LLaMA-Adapter: Efficient Fine-tuning of Language Models with Zero-init Attention

Mar 2023

Renrui Zhang, Jiaming Han, Aojun Zhou, Xiangfei Hu, Shilin Yan, Pan Lu, Hongsheng Li, Peng Gao, Yu Qiao

[Shanghai Artificial Intelligence Laboratory, CUHK MMLab, University of California, Los Angeles]

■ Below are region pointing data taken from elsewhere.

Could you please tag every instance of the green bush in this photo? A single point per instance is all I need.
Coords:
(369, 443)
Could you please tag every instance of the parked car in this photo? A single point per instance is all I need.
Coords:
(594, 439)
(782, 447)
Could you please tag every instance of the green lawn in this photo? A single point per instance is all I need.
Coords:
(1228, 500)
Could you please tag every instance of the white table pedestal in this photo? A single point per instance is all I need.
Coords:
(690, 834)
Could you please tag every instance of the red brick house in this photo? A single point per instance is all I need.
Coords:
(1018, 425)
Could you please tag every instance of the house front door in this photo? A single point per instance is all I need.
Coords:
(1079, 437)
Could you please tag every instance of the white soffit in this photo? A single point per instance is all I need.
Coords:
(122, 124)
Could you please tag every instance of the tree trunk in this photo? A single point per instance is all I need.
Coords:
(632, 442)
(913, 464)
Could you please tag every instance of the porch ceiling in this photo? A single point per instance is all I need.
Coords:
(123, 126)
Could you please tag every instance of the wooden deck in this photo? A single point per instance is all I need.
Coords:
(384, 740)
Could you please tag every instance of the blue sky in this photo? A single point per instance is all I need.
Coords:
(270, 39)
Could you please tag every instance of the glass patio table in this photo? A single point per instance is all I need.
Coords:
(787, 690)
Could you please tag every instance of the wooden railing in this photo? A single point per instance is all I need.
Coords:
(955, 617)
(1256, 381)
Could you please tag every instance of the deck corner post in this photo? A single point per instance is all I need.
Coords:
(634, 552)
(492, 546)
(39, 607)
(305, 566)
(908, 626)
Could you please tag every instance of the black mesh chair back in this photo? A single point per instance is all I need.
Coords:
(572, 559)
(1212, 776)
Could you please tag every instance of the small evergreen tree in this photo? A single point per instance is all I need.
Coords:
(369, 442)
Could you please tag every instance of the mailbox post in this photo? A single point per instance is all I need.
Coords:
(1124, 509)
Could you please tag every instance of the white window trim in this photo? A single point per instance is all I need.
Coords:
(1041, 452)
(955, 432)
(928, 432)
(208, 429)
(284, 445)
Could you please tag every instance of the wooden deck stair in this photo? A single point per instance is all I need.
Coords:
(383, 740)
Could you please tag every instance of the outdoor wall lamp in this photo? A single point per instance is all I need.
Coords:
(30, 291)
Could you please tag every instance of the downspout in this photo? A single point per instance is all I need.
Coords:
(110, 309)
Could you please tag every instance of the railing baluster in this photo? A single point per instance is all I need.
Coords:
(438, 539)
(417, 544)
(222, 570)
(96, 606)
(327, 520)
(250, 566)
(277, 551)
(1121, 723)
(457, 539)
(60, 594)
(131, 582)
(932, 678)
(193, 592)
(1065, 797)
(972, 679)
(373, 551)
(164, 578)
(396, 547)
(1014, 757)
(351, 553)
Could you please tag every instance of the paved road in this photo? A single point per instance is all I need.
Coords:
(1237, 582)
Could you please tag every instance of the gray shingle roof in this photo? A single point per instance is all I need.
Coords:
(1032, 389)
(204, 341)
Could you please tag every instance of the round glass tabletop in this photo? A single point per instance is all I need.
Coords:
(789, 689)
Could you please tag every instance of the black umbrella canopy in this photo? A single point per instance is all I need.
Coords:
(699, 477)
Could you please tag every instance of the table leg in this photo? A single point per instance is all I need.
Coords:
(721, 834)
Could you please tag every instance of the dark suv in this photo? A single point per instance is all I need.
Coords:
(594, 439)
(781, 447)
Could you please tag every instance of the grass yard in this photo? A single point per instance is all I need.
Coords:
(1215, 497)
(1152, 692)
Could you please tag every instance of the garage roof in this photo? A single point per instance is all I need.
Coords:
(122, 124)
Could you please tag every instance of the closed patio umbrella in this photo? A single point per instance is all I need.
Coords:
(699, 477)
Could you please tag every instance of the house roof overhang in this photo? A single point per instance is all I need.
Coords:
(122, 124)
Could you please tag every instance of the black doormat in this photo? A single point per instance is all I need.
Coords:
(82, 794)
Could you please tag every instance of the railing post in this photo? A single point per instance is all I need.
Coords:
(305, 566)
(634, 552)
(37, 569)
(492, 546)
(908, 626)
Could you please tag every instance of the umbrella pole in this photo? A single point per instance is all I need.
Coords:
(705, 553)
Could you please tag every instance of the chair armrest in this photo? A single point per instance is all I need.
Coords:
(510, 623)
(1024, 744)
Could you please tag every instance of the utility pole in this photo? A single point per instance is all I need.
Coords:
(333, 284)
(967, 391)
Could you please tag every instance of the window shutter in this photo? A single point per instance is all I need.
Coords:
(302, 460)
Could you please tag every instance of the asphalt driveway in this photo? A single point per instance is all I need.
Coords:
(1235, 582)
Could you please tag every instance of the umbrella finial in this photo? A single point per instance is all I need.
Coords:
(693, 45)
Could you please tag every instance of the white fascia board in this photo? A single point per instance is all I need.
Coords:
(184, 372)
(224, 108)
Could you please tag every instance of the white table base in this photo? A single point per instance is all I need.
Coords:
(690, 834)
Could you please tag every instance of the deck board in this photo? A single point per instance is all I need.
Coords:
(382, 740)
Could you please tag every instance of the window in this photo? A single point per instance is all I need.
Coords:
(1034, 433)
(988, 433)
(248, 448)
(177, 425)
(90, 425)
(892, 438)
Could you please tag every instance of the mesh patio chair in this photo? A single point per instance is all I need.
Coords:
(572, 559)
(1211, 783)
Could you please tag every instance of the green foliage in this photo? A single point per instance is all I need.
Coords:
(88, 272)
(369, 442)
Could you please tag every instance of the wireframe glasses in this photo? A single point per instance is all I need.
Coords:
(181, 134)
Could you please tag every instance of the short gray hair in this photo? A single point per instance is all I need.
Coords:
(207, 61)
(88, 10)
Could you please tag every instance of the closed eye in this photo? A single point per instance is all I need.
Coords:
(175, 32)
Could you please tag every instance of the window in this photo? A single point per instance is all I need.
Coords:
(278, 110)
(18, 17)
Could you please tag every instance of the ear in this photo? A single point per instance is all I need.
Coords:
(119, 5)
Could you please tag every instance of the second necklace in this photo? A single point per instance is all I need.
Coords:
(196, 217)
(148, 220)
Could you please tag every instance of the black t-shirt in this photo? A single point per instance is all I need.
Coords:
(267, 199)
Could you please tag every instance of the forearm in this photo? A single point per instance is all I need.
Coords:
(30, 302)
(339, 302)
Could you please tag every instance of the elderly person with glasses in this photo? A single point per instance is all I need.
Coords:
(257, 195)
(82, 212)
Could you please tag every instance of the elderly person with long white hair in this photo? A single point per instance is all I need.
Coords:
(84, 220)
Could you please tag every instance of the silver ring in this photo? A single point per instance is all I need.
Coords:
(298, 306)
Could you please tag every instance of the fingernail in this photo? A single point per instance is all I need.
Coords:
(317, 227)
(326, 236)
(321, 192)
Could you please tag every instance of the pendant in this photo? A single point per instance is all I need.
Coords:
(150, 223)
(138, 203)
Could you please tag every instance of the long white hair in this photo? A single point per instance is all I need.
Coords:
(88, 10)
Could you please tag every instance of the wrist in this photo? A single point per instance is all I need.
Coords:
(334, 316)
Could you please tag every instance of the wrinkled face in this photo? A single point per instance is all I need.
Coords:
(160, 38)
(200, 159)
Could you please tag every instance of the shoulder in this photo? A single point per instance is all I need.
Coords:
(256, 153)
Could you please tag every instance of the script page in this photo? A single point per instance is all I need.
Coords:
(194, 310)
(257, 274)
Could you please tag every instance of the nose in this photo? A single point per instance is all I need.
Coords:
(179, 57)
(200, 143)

https://arxiv.org/abs/2303.16199

https://github.com/ZrrSkywalker/LLaMA-Adapter

We present LLaMA-Adapter, a lightweight adaption method to efficiently fine-tune LLaMA into an instruction-following model. Using 52K self-instruct demonstrations, LLaMA-Adapter only introduces 1.2M learnable parameters upon the frozen LLaMA 7B model, and costs less than one hour for fine-tuning on 8 A100 GPUs. Specifically, we adopt a set of learnable adaption prompts, and prepend them to the input text tokens at higher transformer layers. Then, a zero-init attention mechanism with zero gating is proposed, which adaptively injects the new instructional cues into LLaMA, while effectively preserves its pre-trained knowledge. With efficient training, LLaMA-Adapter generates high-quality responses, comparable to Alpaca with fully fine-tuned 7B parameters. Furthermore, our approach can be simply extended to multi-modal input, e.g., images, for image-conditioned LLaMA, which achieves superior reasoning capacity on ScienceQA.